As described, the senior Chinese executive is both a scourge and a revered figure for his employees. They suffer from his extremely high level of demands — ”Wang doesn’t believe in such nonsense as work/life balance,” labor consultant Michael Dunne says in the same report — and his tendency to replace them at the first sign of weakness, as if they were “mere robots.” But, in theory, workers are also infected by his Stakhanovite work ethic. Wang has been able to compete with Elon Musk because, as the Financial Times argues, he is cut from the same cloth — that of bosses willing to sleep on a rusty mattress in a corner of the factory if circumstances require it and, consequently, inclined to demand the same level of involvement and commitment from the people they have on their payroll. Even those who are paid the least.
The epicenter of Wang’s electric sedan empire is in an authoritarian state, the People’s Republic of China. But the leaders of the new labor counter-reform, those who advocate a wholesale return to the logic of non-negotiable effort, grueling schedules, fanatical commitment and lives consumed by careers until the last drop of energy has been squeezed out, continue to proliferate all over. Some of them engage in pathologically narcissistic behavior, as described by Pilita Clark in her article “The Inescapable Tyranny of the Bad Boss” in the Financial Times.
Clark focuses on a couple of particularly grotesque cases, such as that of Steven Yousif, an Australian businessman prosecuted for engaging in “motivational” practices that could be considered torture. He goes on to provide a striking statistic: over two-thirds of U.S. professionals say that they have experienced the tyranny of a “toxic” boss at one time or another, and just over 31% say they are currently experiencing it. In Europe, which has a less dynamic labor market but is generally less susceptible to the myth of the great guru and exceptional leader exported by Silicon Valley, the percentage is down to 13%.

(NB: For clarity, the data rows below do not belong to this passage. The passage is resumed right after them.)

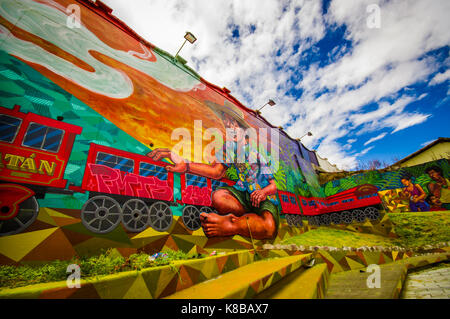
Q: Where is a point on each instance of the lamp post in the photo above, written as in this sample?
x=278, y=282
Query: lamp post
x=188, y=37
x=309, y=134
x=270, y=102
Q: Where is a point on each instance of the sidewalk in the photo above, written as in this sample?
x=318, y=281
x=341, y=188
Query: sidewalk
x=431, y=284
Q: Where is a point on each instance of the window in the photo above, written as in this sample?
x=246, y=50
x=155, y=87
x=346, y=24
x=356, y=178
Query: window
x=8, y=127
x=146, y=169
x=43, y=137
x=121, y=163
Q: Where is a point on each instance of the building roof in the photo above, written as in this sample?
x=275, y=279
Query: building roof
x=423, y=149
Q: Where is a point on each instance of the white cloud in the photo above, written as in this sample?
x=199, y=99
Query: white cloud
x=262, y=63
x=376, y=138
x=440, y=77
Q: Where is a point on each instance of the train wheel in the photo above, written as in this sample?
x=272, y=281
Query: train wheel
x=161, y=217
x=316, y=220
x=288, y=220
x=191, y=216
x=325, y=219
x=347, y=217
x=372, y=213
x=28, y=212
x=135, y=215
x=101, y=214
x=359, y=215
x=298, y=221
x=335, y=218
x=207, y=209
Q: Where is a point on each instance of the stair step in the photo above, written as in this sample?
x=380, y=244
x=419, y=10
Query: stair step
x=244, y=282
x=301, y=284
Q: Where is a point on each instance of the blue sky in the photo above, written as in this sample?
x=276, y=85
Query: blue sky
x=365, y=93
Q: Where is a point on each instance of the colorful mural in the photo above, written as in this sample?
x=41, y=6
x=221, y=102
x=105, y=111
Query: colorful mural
x=92, y=107
x=95, y=120
x=424, y=187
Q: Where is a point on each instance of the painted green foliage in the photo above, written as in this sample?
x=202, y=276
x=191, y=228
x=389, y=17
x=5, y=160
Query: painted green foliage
x=388, y=180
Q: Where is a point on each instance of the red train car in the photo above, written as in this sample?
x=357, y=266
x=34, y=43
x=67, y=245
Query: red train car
x=34, y=155
x=137, y=191
x=355, y=204
x=290, y=208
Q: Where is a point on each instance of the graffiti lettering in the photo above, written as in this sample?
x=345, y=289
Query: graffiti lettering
x=113, y=181
x=197, y=195
x=28, y=164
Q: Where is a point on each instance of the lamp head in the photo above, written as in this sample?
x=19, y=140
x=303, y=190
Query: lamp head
x=190, y=37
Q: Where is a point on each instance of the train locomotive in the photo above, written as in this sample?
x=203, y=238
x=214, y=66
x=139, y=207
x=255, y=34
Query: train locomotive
x=129, y=188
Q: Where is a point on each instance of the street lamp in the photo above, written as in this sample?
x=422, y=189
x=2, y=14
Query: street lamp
x=309, y=134
x=188, y=37
x=270, y=102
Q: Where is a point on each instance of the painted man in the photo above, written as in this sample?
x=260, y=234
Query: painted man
x=439, y=187
x=249, y=207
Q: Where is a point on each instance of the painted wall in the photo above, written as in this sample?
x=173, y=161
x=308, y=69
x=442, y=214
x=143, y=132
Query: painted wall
x=391, y=186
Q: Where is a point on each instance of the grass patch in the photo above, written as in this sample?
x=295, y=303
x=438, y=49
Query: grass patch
x=107, y=263
x=325, y=236
x=413, y=229
x=422, y=228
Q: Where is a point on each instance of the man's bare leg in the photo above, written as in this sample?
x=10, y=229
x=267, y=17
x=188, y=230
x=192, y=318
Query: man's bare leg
x=261, y=226
x=225, y=203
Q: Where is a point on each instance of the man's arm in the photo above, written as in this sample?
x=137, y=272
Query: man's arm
x=214, y=171
x=260, y=195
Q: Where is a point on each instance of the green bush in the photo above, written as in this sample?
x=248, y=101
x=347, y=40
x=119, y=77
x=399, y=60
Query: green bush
x=108, y=262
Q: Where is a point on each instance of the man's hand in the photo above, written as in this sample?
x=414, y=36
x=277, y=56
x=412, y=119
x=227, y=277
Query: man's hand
x=161, y=153
x=257, y=197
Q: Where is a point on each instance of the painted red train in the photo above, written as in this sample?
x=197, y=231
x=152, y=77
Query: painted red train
x=127, y=187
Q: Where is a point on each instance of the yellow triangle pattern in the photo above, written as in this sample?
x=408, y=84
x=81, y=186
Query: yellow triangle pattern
x=17, y=246
x=138, y=290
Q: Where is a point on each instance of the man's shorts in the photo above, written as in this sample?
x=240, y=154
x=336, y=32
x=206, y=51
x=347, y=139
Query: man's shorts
x=244, y=198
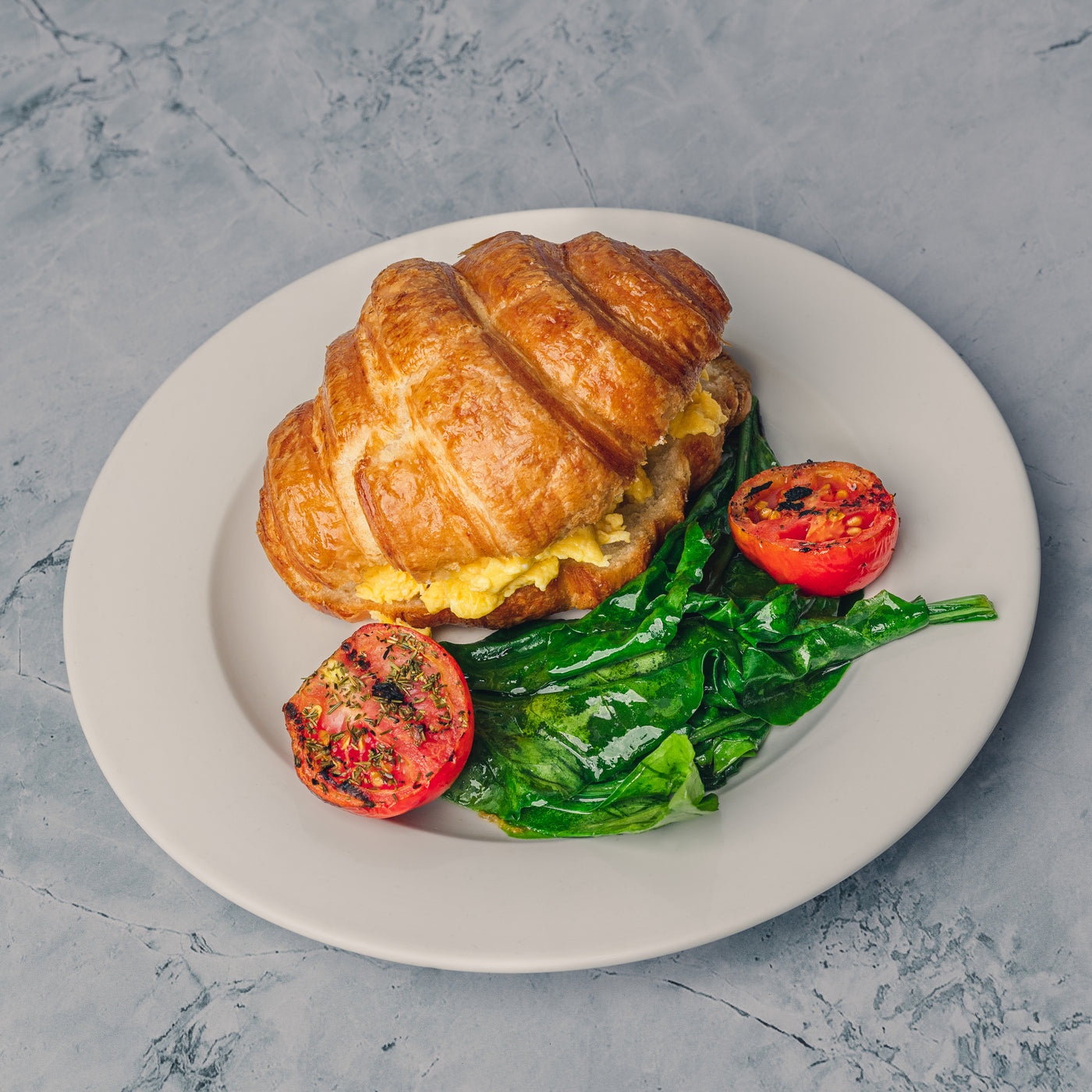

Sometimes, as Clark points out, the worst bosses are the most obsessed with projecting an image of disruptive leadership. In his opinion, that is true of Ray Dalio, the billionaire founder of Bridgewater Association, one of the world’s leading investment funds. Dalio recently intrigued management experts with his culture of “radical transparency,” which consists of subjecting his employees to a series of mass meetings in which they are aggressively urged to express their ideas out loud without any filter. It is taken for granted that those who are not willing to speak out will unquestioningly accept the company’s basic instructions, which are established in a set of guidelines known as The Principles. In his book The Fund (published in November 2023), journalist Rob Copeland explains how this demand for intense, horizontal dialogue translates into a nightmarish climate, in which employees suffer anxiety attacks after being interrogated, pressured or subjected to public scorn by a “leader” who must exercise autocratic control of the company he manages and very often confuses frankness with cruelty.
Bernat Muniesa, a professor of political thought at the department of history at the University of Barcelona, used to tell his students something that has remained relevant in the past 30 years: “Speak freely, let’s pretend that we live in a democratic society. Then you will go out into the labor market, and you will see how naïve that pretense is.”